Peterson C, Goldman J E
Proc Natl Acad Sci U S A. 1986 Apr;83(8):2758-62. doi: 10.1073/pnas.83.8.2758.
Aging and Alzheimer disease lead to alterations in several biochemical properties of cultured skin fibroblasts. Total bound calcium increases in fibroblasts due to normal aging (+52%) and is elevated even further with Alzheimer disease (+197%). Processes that require mitochondrial function, such as glucose and glutamine oxidation, declined in cells from aged donors (-25%) and decreased even further in Alzheimer disease (-46%). In addition, biosynthetic processes that depend upon mitochondrial function, such as glucose or glutamine incorporation into protein and lipid, paralleled the oxidative decreases. Cytosolic and nuclear processes such as leucine incorporation into protein and thymidine into DNA were depressed more by aging than Alzheimer disease. These findings suggest that calcium homeostasis and mitochondrial functions are altered more by Alzheimer disease than normal aging.

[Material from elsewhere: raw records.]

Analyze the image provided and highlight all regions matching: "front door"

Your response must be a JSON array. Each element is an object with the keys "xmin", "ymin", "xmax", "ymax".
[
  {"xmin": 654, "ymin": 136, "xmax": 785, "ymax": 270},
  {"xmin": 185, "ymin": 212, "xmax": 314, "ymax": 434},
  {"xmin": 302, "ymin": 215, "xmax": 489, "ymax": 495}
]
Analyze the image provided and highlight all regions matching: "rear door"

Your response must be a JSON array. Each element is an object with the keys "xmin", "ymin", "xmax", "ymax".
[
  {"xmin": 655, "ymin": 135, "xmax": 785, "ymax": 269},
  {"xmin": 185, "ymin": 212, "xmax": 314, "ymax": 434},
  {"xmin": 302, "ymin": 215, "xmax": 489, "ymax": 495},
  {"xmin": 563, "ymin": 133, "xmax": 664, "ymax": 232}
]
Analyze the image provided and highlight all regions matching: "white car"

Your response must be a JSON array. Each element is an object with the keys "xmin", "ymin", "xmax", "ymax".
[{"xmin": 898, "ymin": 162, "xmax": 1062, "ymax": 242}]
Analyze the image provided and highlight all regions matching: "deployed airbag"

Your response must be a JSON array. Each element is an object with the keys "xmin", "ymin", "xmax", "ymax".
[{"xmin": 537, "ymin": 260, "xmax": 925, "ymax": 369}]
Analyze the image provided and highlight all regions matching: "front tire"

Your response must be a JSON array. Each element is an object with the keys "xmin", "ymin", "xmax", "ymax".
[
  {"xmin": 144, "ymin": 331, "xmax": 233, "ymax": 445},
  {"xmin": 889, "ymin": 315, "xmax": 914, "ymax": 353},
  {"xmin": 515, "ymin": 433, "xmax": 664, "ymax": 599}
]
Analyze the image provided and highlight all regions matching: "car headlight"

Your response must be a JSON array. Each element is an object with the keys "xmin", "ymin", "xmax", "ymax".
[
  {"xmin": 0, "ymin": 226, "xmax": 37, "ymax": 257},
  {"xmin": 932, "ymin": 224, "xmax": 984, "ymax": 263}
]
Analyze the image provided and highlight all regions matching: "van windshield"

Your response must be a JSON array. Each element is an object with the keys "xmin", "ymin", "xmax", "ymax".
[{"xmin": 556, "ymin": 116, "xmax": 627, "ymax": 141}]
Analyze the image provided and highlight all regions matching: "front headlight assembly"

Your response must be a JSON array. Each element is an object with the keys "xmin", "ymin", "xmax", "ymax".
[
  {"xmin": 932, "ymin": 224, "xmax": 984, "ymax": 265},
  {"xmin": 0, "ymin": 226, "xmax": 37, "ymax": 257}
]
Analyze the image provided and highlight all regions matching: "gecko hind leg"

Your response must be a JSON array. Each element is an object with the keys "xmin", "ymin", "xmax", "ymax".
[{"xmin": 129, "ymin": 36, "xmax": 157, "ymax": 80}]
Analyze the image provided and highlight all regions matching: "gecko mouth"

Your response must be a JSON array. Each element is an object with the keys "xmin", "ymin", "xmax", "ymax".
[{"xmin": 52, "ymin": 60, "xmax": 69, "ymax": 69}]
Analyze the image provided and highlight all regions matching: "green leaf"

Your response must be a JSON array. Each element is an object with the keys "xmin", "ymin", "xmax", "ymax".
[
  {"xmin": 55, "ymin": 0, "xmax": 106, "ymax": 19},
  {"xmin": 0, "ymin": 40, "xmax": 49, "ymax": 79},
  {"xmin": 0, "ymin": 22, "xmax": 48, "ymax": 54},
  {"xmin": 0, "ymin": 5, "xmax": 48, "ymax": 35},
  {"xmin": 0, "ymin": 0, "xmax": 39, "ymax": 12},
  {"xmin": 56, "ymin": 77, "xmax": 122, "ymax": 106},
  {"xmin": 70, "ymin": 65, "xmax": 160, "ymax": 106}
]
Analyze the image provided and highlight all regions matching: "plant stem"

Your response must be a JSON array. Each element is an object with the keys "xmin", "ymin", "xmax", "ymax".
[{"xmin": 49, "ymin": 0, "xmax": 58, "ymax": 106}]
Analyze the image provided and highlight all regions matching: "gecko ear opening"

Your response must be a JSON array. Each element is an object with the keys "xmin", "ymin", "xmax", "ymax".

衰老和阿尔茨海默病会导致培养的皮肤成纤维细胞的多种生化特性发生改变。由于正常衰老,成纤维细胞中总结合钙增加(+52%),而在阿尔茨海默病患者中进一步升高(+197%)。需要线粒体功能的过程,如葡萄糖和谷氨酰胺氧化,在老年供体的细胞中下降(-25%),在阿尔茨海默病患者中下降得更明显(-46%)。此外,依赖线粒体功能的生物合成过程,如葡萄糖或谷氨酰胺掺入蛋白质和脂质中,与氧化作用的下降情况相似。细胞溶质和细胞核过程,如亮氨酸掺入蛋白质和胸苷掺入DNA,衰老比阿尔茨海默病的抑制作用更强。这些发现表明,与正常衰老相比,阿尔茨海默病对钙稳态和线粒体功能的改变更大。